Since early ygo is all about 4 star cards with good atk power
I was thinking "that doesn't sound like goat format to me" then you mentioned Summoned Skull then it hit me that you're probably in a format predating Jinzo, the Monarchs, Chaos Sorc, and BLS.
Okay stop it right there, there's a lot (and I do mean a lot) of moving pieces that is going into that lawsuit. The major thing is that the narrative that everyone i've talked to seems to have latched onto and not know anything about it is that they think it's a big company is bullying a small indie dev, however that isn't even remotely true because Pocketpair had officially in July 2024 (so it likely had been in the works for months, or up to a year beforehand) entered into a partnership with Sony, the same kind of relationship that Gamefreak entered with Nintendo back in the day when creating Pokemon. And as a short history lesson, Nintendo and Sony don't like eachother, and if you want to know why look into the original Playstation, the CD based SNES one, and ultimately why the Philips CDi came into existence.
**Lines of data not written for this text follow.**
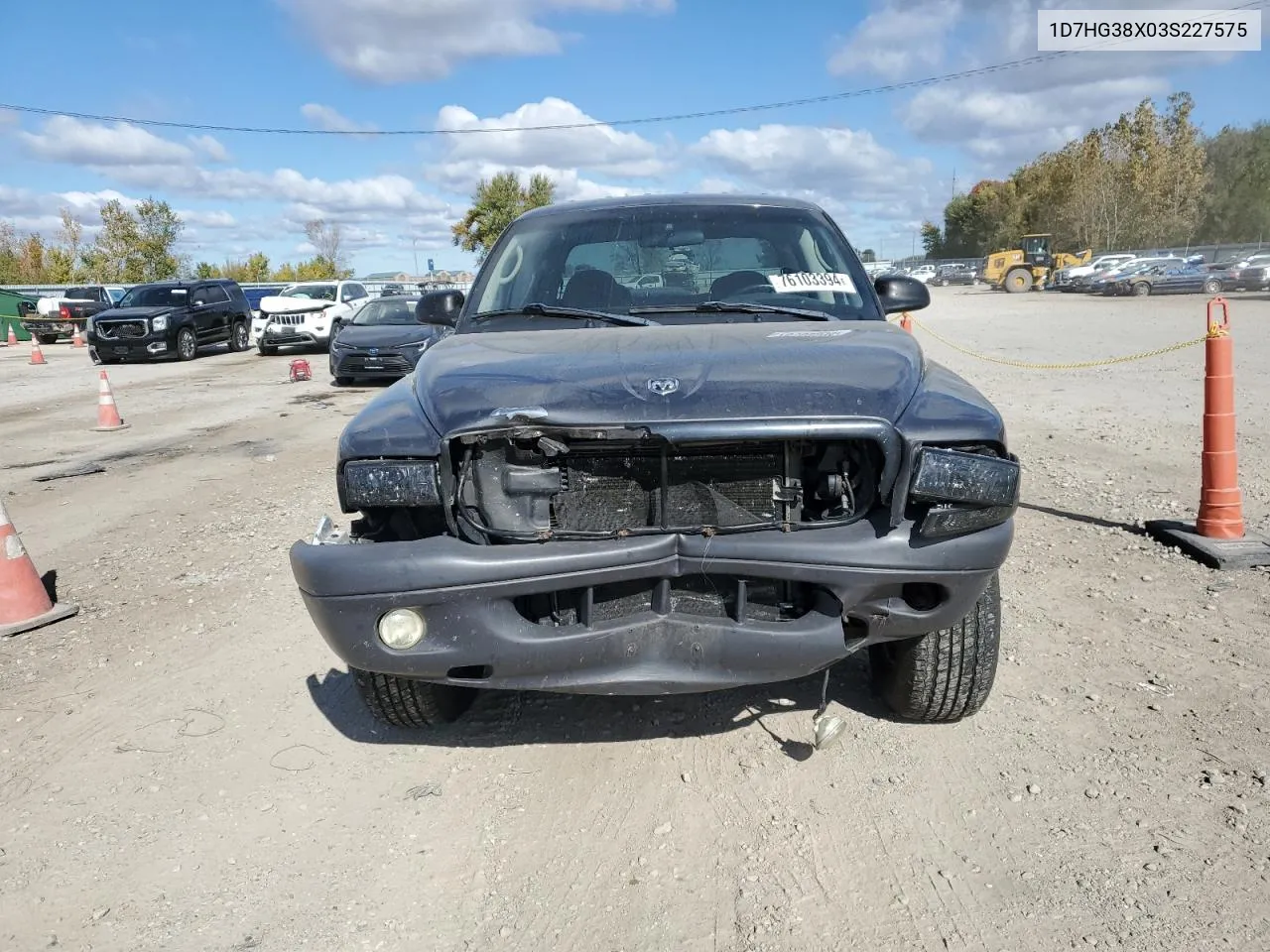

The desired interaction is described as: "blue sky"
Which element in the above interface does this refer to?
[0,0,1270,273]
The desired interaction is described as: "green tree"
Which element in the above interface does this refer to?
[922,221,944,258]
[128,198,186,281]
[85,199,139,283]
[944,92,1220,257]
[239,251,269,282]
[45,208,83,285]
[0,221,18,285]
[305,218,353,278]
[1199,122,1270,241]
[450,172,555,262]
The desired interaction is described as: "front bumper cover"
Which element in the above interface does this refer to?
[291,516,1013,694]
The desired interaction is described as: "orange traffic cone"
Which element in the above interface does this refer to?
[1147,298,1270,568]
[92,371,132,432]
[0,499,78,636]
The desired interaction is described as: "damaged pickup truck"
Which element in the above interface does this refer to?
[291,195,1020,727]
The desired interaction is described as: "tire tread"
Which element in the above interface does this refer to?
[350,667,476,727]
[869,575,1001,722]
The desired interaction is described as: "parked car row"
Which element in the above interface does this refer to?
[1052,253,1270,298]
[86,278,463,384]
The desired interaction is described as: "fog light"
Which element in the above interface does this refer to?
[378,608,428,652]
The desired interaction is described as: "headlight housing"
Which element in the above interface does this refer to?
[908,447,1020,538]
[337,459,441,513]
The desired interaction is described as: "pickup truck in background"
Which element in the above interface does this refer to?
[22,285,124,344]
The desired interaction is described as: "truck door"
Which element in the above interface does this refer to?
[190,285,230,344]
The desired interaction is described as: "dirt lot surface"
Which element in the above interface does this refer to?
[0,289,1270,952]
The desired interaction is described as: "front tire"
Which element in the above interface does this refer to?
[349,667,476,727]
[177,327,198,361]
[230,321,251,354]
[869,574,1001,724]
[1002,268,1033,295]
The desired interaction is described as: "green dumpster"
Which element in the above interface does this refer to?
[0,289,36,340]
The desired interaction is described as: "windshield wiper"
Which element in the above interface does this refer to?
[472,300,658,327]
[630,300,834,321]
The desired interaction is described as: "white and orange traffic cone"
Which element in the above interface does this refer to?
[0,499,78,636]
[92,371,132,432]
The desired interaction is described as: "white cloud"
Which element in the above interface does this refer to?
[829,0,1232,176]
[829,0,961,80]
[437,96,667,178]
[278,0,675,82]
[18,115,194,165]
[177,208,239,228]
[689,124,931,202]
[190,136,230,163]
[300,103,375,132]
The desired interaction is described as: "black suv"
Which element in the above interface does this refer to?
[87,278,251,363]
[291,195,1020,744]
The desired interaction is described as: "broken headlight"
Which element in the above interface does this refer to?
[337,459,441,512]
[908,447,1020,538]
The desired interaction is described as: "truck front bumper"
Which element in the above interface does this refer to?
[291,520,1013,694]
[87,331,177,361]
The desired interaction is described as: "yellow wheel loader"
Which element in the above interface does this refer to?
[983,235,1093,295]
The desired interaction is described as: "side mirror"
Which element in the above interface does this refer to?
[874,274,931,313]
[414,291,464,327]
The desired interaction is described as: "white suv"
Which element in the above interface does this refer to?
[251,281,371,357]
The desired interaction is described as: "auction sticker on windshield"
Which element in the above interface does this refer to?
[767,330,851,337]
[767,272,856,295]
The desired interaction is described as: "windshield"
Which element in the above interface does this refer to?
[352,298,419,327]
[459,202,883,330]
[278,285,335,300]
[119,285,190,307]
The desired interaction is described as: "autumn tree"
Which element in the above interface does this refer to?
[135,198,186,282]
[450,172,555,262]
[45,208,83,285]
[305,218,352,278]
[922,221,944,258]
[1199,122,1270,241]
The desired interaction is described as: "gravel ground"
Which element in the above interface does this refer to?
[0,289,1270,952]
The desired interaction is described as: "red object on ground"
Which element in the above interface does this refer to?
[1195,298,1243,539]
[92,371,132,432]
[0,500,78,635]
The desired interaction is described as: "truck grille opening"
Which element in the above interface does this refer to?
[95,321,149,339]
[452,434,883,542]
[552,447,782,532]
[516,575,823,627]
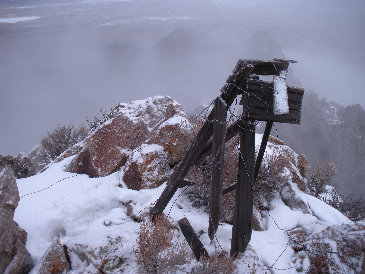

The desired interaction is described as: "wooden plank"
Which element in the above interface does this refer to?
[222,122,273,195]
[178,218,209,261]
[236,59,292,75]
[178,179,196,188]
[231,123,255,256]
[222,183,237,195]
[208,98,227,240]
[195,119,245,164]
[150,61,253,219]
[254,121,273,181]
[240,79,304,124]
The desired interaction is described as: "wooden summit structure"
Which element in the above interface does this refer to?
[151,59,304,260]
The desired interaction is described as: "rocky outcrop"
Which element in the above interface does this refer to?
[64,96,191,185]
[0,167,33,274]
[306,222,365,273]
[123,144,170,190]
[36,240,71,274]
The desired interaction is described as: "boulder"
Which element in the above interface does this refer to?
[0,167,33,274]
[36,239,71,274]
[305,222,365,273]
[148,116,193,166]
[123,144,170,190]
[280,184,311,214]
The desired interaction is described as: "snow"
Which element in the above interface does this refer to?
[14,133,351,273]
[117,95,191,131]
[0,16,40,24]
[274,70,289,115]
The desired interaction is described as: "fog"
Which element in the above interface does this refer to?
[0,0,365,155]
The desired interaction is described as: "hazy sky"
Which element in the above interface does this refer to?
[0,0,365,155]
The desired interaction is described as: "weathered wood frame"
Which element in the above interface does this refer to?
[150,59,304,260]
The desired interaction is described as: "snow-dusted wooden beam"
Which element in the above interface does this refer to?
[254,121,273,181]
[240,79,304,124]
[231,123,255,256]
[208,98,227,240]
[195,119,245,164]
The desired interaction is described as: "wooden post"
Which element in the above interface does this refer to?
[195,119,245,164]
[255,121,273,180]
[150,60,254,219]
[208,98,227,240]
[222,121,273,195]
[178,218,209,261]
[231,122,255,256]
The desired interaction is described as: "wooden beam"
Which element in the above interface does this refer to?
[178,218,209,261]
[208,98,227,240]
[240,79,304,124]
[254,121,273,181]
[150,61,253,219]
[178,179,196,188]
[222,122,273,195]
[231,123,255,256]
[195,118,245,164]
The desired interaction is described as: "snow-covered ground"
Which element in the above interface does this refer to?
[14,134,350,273]
[0,16,40,24]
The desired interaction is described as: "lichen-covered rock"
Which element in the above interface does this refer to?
[123,144,170,190]
[306,222,365,273]
[0,167,33,274]
[148,115,194,166]
[36,240,71,274]
[67,96,189,177]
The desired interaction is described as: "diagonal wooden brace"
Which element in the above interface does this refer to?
[150,61,254,219]
[208,98,227,240]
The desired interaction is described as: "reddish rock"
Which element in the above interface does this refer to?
[0,167,33,274]
[123,144,170,190]
[36,240,71,274]
[288,227,306,252]
[148,119,193,166]
[67,96,189,178]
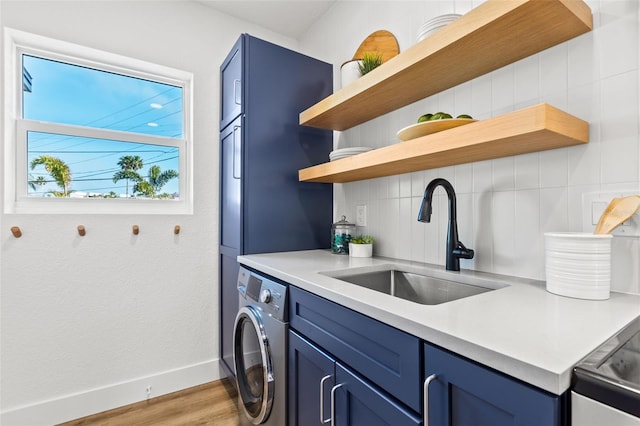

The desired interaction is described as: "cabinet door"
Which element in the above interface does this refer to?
[220,36,244,130]
[288,331,335,426]
[424,344,561,426]
[334,362,421,426]
[220,117,242,250]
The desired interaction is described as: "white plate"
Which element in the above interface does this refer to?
[397,118,477,141]
[329,146,373,161]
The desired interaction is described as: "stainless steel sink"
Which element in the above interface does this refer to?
[325,269,506,305]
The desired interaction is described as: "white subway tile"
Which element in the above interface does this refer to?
[539,43,568,103]
[471,74,492,118]
[398,173,413,198]
[514,152,540,189]
[600,70,639,143]
[452,163,473,194]
[491,157,515,191]
[513,188,544,279]
[473,160,493,193]
[568,143,602,185]
[540,187,569,233]
[513,55,540,105]
[601,137,640,184]
[540,148,569,188]
[409,197,426,262]
[471,192,494,272]
[492,191,518,275]
[396,198,417,259]
[491,64,515,115]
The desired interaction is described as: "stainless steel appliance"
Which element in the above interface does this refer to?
[571,317,640,426]
[218,34,333,378]
[233,266,289,426]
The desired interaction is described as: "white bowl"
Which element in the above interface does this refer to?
[544,232,612,300]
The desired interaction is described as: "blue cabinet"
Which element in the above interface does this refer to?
[218,34,333,376]
[289,286,422,412]
[289,331,421,426]
[424,344,565,426]
[288,280,569,426]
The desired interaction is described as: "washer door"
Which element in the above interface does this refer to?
[233,306,274,425]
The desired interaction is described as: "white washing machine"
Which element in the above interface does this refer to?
[233,266,289,426]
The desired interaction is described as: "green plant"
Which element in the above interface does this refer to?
[358,53,382,75]
[351,235,373,244]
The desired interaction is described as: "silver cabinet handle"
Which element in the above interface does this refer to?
[320,374,333,424]
[233,78,242,105]
[331,383,344,426]
[422,374,438,426]
[231,126,242,179]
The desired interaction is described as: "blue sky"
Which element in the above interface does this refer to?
[23,55,183,196]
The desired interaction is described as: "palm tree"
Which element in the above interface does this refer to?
[113,155,144,198]
[31,155,71,197]
[133,165,178,198]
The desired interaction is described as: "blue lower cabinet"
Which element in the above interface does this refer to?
[288,330,335,426]
[333,363,421,426]
[288,330,421,426]
[424,344,563,426]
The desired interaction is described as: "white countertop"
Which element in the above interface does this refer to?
[238,250,640,395]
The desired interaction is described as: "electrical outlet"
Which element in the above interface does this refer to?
[582,189,640,237]
[356,205,367,226]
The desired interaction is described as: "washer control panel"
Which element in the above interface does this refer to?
[238,266,288,322]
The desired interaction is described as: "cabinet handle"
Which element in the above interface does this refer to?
[320,374,333,424]
[422,374,438,426]
[331,383,344,426]
[231,126,242,179]
[233,78,242,105]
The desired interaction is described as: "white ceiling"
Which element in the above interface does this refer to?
[196,0,337,39]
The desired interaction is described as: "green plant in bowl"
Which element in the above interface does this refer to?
[351,235,373,244]
[358,53,382,75]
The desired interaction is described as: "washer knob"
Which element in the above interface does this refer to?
[260,289,272,303]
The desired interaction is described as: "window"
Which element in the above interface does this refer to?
[4,29,192,213]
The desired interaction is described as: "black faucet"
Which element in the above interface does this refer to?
[418,178,474,271]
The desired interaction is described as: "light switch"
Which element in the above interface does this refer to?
[591,201,607,225]
[356,205,367,226]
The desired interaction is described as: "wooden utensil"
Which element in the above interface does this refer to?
[595,195,640,234]
[353,30,400,63]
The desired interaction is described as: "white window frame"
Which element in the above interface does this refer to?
[4,28,193,214]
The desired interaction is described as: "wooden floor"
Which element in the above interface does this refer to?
[61,379,239,426]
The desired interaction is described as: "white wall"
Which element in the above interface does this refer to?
[0,1,295,426]
[301,0,640,293]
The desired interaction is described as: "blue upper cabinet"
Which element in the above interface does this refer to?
[424,344,564,426]
[289,331,421,426]
[218,34,333,376]
[220,37,243,130]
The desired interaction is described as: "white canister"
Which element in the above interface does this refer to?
[544,232,613,300]
[340,59,362,87]
[349,243,373,257]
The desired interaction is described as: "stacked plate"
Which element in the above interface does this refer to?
[418,13,462,41]
[544,232,612,300]
[329,146,373,161]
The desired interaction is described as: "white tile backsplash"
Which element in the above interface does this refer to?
[302,0,640,293]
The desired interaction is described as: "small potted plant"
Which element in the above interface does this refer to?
[358,53,382,75]
[349,235,373,257]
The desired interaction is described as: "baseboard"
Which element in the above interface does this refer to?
[0,359,224,426]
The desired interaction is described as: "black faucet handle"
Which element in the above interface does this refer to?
[453,241,475,259]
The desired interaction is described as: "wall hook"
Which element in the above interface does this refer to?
[11,226,22,238]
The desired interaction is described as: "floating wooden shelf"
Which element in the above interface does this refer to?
[300,0,593,130]
[299,104,589,183]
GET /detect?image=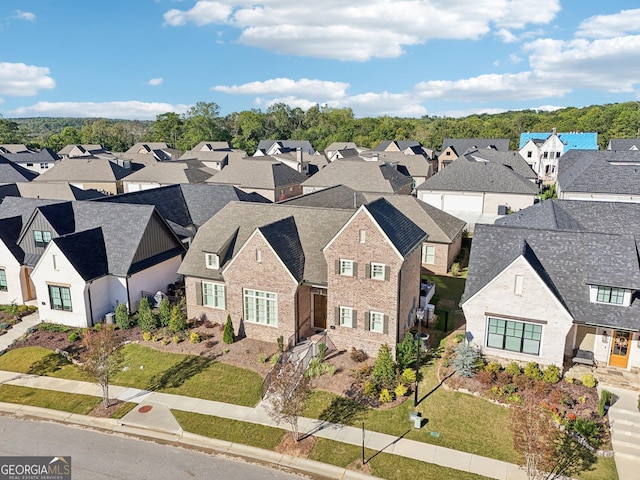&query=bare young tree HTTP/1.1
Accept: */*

[265,361,311,442]
[511,397,597,480]
[82,326,123,407]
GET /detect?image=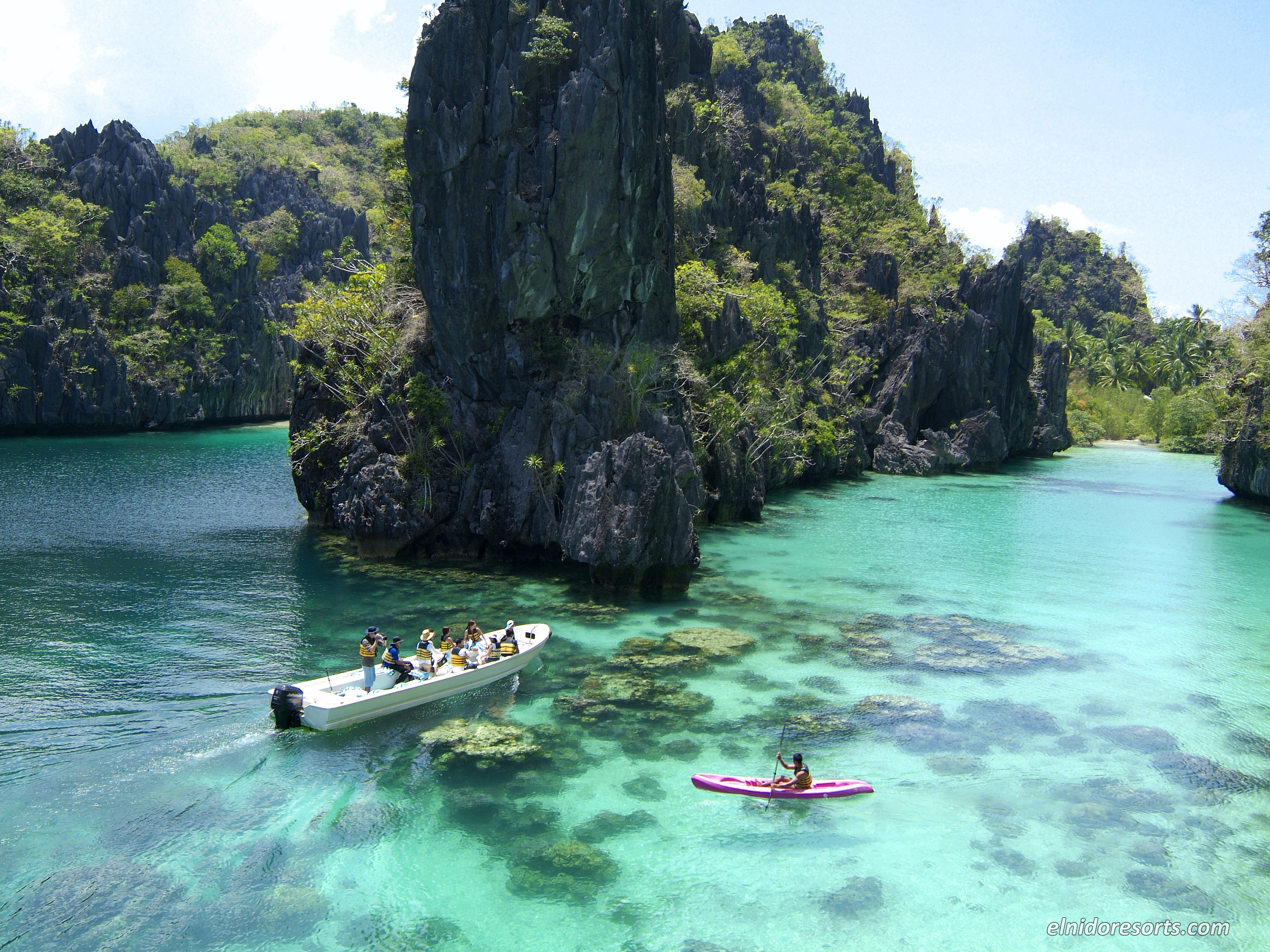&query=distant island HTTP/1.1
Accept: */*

[0,0,1270,588]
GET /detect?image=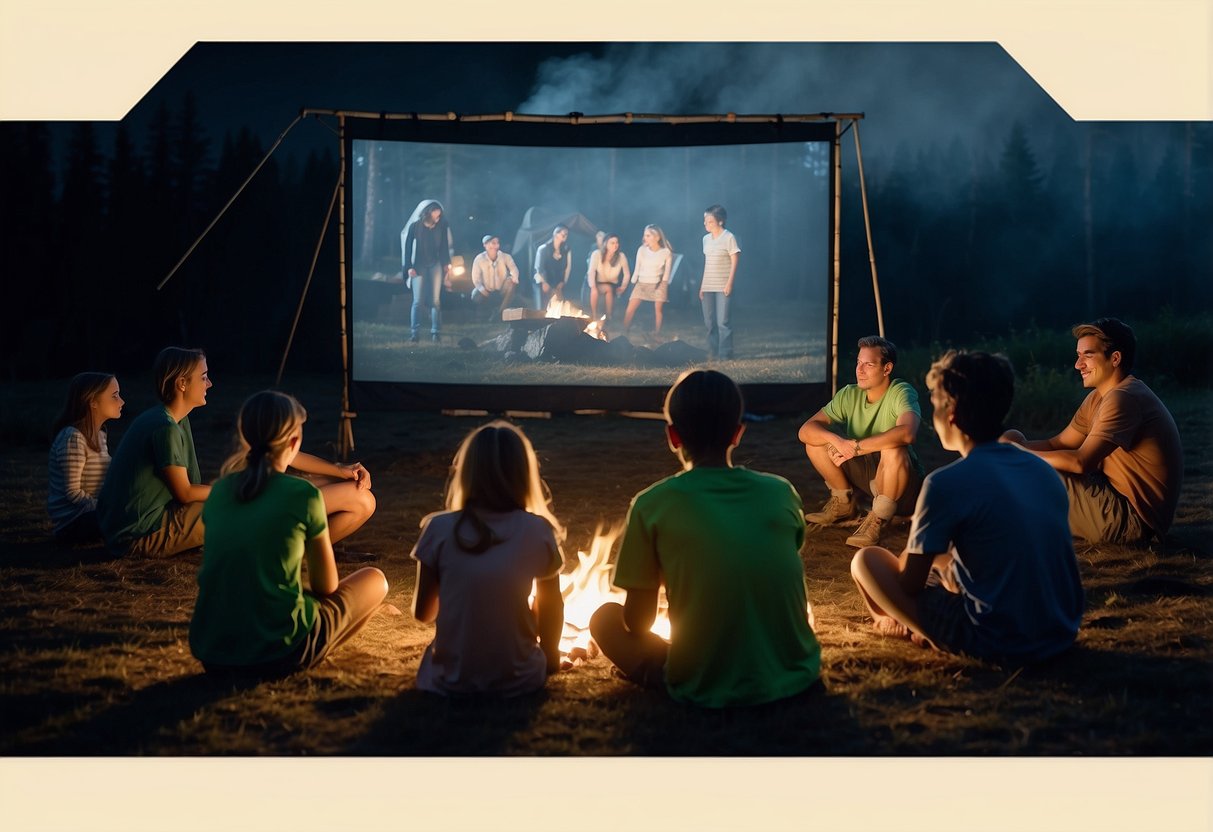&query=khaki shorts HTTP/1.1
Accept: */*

[839,451,922,517]
[203,585,357,676]
[1061,472,1154,543]
[126,501,206,558]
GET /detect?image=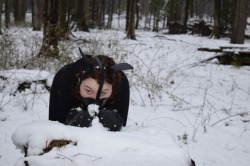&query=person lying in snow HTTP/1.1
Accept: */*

[49,48,133,131]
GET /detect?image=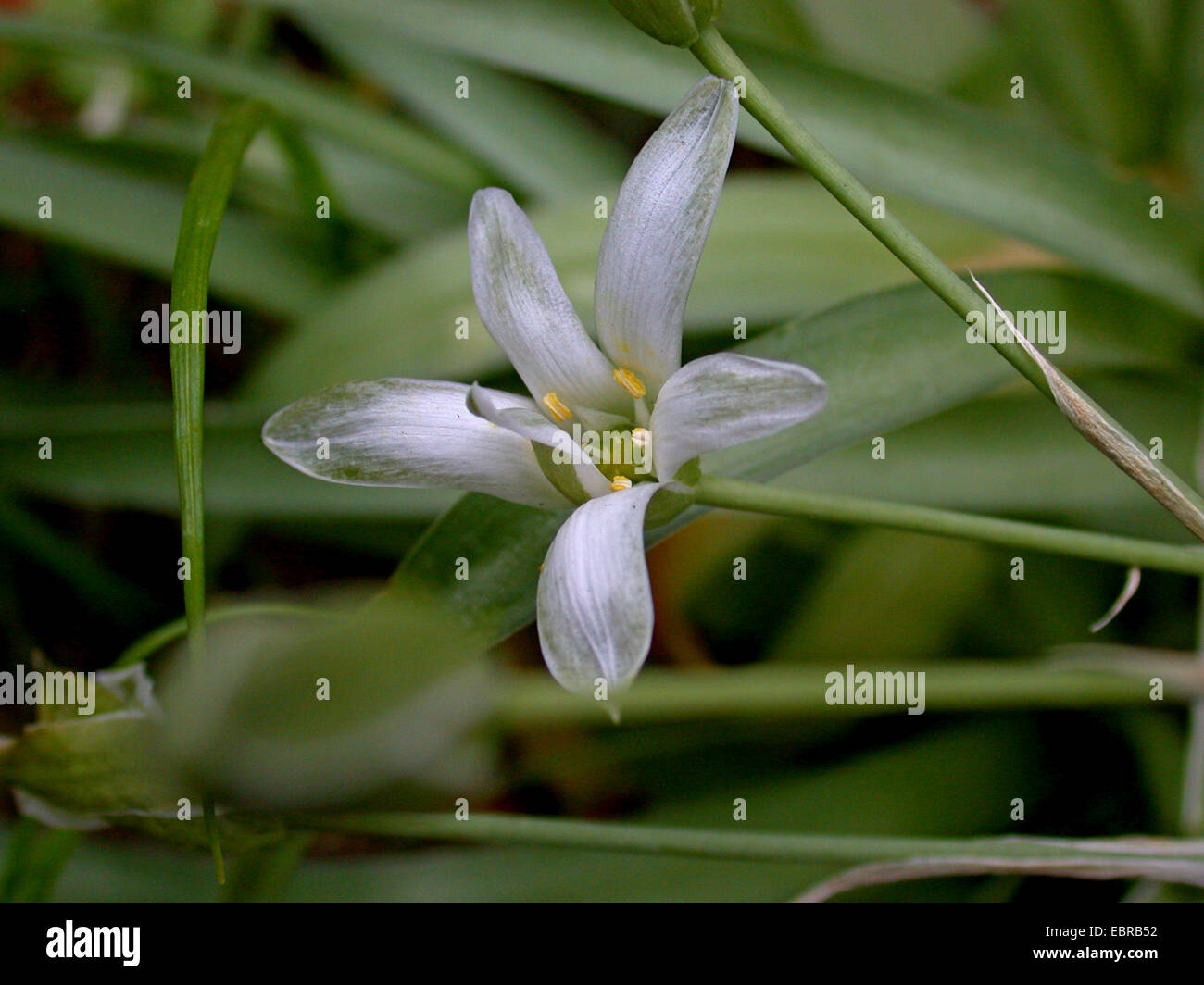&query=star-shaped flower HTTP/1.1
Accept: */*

[264,76,826,696]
Yes I am insinuating that the lawsuit is happening purely because of Pocketpair making a bit of a faustian bargain with Sony, and there's plenty of reasons to point to that being the reason. Like did you know that the damages that Nintendo is demanding from Pocketpair for allegedly violating patents is 10 million yen (and halting distribution, but that part is very normal for court cases in general), roughly $65,000 USD? Yes actual chump change for Sony, and also very low for what you'd think a patent lawsuit would bring in. Not to mention that patent lawsuits are inherently very risky endeavors to begin with, considering that right now it looks like both Nintendo and Sony are playing a game a chicken, and daring the other to blink first there's only a couple results that ends up happening. Nintendo wins, and forces Sony+Pocketpair to seriously reconsider how they market and merchandise the Palworld IP going forward, while also likely more clearly defining Nintendo's patents. Nintendo loses, yet has their patent affirmed, and more clearly defined. Nintendo loses, and has their patent invalidated. In all three results, they still get to make Sony bleed for doing from what Nintendo's pov is, a blatant encroachment of territory by Sony.
The closest thing I can think of something like this happening in the past was when Sega sued Radical over alleged patent infringement in The Simpsons: Road Rage, except there it felt more like it was simply because Simpsons Road Rage was so much just a Crazy Taxi copy paste job with a Simpsons coat of paint dumped all over it.